此语才出,皇上一脸理所当然道:“既然太子都没意见,那朕即刻下旨…”皇上像急着想要做一个决定般。
“皇上,太子同意,满朝文武也未必会服。”汉王打断了他继续说下去的话,“云王觐封亲王必须有个名正言顺的理由,正好,此次安南又出兵滋扰我们大明,领兵之人正是安南的新王陈熠,若云王有那个能耐打败那些南方蛮夷,一解我大明多年屡征不胜的困扰,那你便是这亲王的最佳人选。”
慕妍怔楞在原地,剿灭反派南楼有功?想必又是汉王推波助澜的杰作吧。那南木会去哪?他手中又有多少筹码?都不得而知,脑海中不断重覆着安南王陈熠这一句话,羽西终于夺回了属于他的一切吗?忍辱负重来中原十三载,自幼便离开了父亲母亲,颦弃自己王子的身份来到敌国,隐姓埋名十三年,那该是多么残酷的阅历。
然,对文家来说,所谓的亲情,不同样是一场可笑的闹剧?弥天的谎言?
直到云王一声,“好,臣愿意领兵出征。”
慕妍回过神,也明白了汉王这么做的目的,云王是朱瞻基的左右手,支开云王的势力,他更方便行动。看得出来,就连皇上都要看汉王的脸色行事,可见他的势力多么权倾朝野,只要汉王一声反对,就算是皇上金口玉言的册封也无可奈何,可是汉王却要同朱瞻基赌,他凭什么认定自己一定会赢?万一输了呢,他这么敢赌吗?那赌註可是寸步之遥的皇储之位呀!

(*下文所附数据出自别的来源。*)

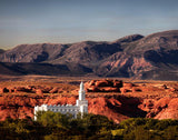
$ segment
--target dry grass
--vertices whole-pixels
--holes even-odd
[[[88,81],[95,79],[103,79],[98,77],[51,77],[51,76],[0,76],[0,87],[27,87],[27,86],[42,86],[42,87],[58,87],[62,89],[61,93],[53,93],[53,96],[78,96],[77,89],[79,89],[80,81]],[[126,96],[137,98],[162,98],[162,97],[178,97],[177,91],[170,91],[170,88],[178,89],[177,81],[154,81],[154,80],[131,80],[120,78],[118,79],[125,82],[132,82],[138,87],[145,86],[148,91],[134,91],[134,92],[88,92],[87,97],[108,97],[108,96]],[[159,86],[166,84],[168,89],[160,89]],[[155,88],[152,88],[155,87]],[[3,93],[7,94],[7,93]],[[34,96],[36,93],[17,92],[10,94],[21,96]],[[52,93],[44,93],[44,96],[51,96]]]

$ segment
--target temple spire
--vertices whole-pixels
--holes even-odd
[[[86,99],[85,84],[81,81],[79,89],[79,100],[85,100],[85,99]]]

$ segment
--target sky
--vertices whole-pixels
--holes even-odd
[[[178,0],[0,0],[0,48],[178,29]]]

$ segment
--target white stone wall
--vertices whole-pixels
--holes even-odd
[[[61,112],[61,113],[71,113],[73,118],[77,118],[77,114],[81,112],[81,117],[83,113],[88,113],[88,101],[86,100],[86,92],[83,82],[80,83],[80,90],[79,90],[79,100],[76,101],[76,106],[72,104],[66,104],[66,106],[36,106],[34,107],[34,120],[37,120],[37,112],[38,111],[52,111],[52,112]]]

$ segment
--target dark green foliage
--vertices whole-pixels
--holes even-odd
[[[38,120],[0,122],[3,140],[178,140],[177,120],[131,118],[120,124],[99,114],[78,116],[38,112]]]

御花园的一场暗潮汹涌最终不欢而散,皇上黑着脸自知难堪,内心盛怒至极,却又不好发作,转身对慕妍安抚道:
“即刻起,朕赦免赦你的奴籍,从此恢覆自由之身,以后就御前伺候着,给朕打打扇,端端茶。”
“慕妍谢过皇上。”
说的好听是皇恩浩荡,实质是一个下等奴才觐升为高级奴才罢了。
她与一群宫娥们随着皇上离开了御花园,明显感觉到一道凌厉的目光始终追随在身后,如芒刺在背。朱瞻基就像是一个口蜜腹剑的人,他的每一个笑容,神情、似乎都蕴藏了一个让人难以琢磨的计划,教人猜不透。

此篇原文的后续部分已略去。